Sundram et al (1994) fed whole foods diets to healthy normo-cholesterolemic males, where approximately 30% of energy was fat. Lauric acid (C12:0) and myristic acid (C14:0) from coconut oil supplied approximately 5% of energy. Relative to the baseline measurements of the subjects prior to the experimental diet, this lauric and myristic acid-rich diet showed an increase in total serum cholesterol from 166.7 to 170.0 mg/dl (+1.9%), a decrease in low density lipoprotein cholesterol (LDL-C) from 105.2 to 104.4 mg/dl (-0.1%), an increase in high density lipoprotein cholesterol (HDL-C) from 42.9 to 45.6 mg/dl (+6.3%). There was a 2.4% decrease in the LDL-C/HDL-C ratio from 2.45 to 2.39. These findings indicate a favorable alteration in serum lipoprotein balance was achieved when coconut oil was included in a whole food diet at 5% of energy.

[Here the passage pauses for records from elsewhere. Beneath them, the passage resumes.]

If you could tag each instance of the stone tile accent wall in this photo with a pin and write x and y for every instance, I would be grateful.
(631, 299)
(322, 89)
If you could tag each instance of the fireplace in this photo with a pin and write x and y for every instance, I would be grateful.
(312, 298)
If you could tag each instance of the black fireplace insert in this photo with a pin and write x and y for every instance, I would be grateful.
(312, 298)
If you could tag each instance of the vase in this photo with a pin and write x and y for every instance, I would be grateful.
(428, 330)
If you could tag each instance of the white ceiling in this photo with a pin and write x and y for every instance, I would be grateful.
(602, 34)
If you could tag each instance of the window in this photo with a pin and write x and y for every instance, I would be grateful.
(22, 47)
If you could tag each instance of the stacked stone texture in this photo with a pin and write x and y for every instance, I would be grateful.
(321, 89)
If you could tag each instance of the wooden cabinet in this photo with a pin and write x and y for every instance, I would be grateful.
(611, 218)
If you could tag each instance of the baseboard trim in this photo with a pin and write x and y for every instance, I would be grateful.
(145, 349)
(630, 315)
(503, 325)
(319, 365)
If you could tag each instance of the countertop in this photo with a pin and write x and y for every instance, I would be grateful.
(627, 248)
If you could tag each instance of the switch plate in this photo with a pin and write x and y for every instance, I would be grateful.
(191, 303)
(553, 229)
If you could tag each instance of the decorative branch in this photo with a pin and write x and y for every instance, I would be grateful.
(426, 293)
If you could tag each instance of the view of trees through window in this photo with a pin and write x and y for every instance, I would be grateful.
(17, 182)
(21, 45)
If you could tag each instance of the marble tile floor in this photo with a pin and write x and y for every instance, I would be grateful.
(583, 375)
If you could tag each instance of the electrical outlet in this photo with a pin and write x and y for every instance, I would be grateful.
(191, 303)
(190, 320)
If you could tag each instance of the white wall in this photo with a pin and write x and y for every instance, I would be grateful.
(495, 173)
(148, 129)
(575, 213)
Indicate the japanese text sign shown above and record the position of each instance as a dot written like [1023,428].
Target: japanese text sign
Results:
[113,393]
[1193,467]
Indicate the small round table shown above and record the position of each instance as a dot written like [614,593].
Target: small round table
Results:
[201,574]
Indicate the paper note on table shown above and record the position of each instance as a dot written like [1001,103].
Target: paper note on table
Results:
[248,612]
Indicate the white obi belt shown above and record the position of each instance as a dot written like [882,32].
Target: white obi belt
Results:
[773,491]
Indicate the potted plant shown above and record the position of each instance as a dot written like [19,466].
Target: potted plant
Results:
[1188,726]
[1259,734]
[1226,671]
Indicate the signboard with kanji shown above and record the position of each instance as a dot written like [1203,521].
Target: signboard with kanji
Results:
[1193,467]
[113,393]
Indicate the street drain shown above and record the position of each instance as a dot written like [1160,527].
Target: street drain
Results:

Tholstrup et al (1994) report similar results with whole foods diets high in lauric and myristic acids from palm kernel oil. The HDL cholesterol levels increased significantly from baseline values (37.5 to 46.0 mg/dl, P<0.01) and the LDL-C/HDL-C ratios decreased from 3.08 to 2.69. The increase in total cholesterol was from 154.7 (baseline) to 170.9 mg/dl on the experimental diet.
Ng et al (1991) fed 75% of the fat ration as coconut oil (24% of energy) to 83 adult normocholesterolemics (61 males and 22 females). Relative to baseline values, the highest values on the experimental diet for total cholesterol was increased 17% (169.6 to 198.4 mg/dl), HDL cholesterol was increased 21.4% (44.3 to 53.8 mg/dl), and the LDL-C/HDL-C ratio was decreased 3.6% (2.51 to 2.42).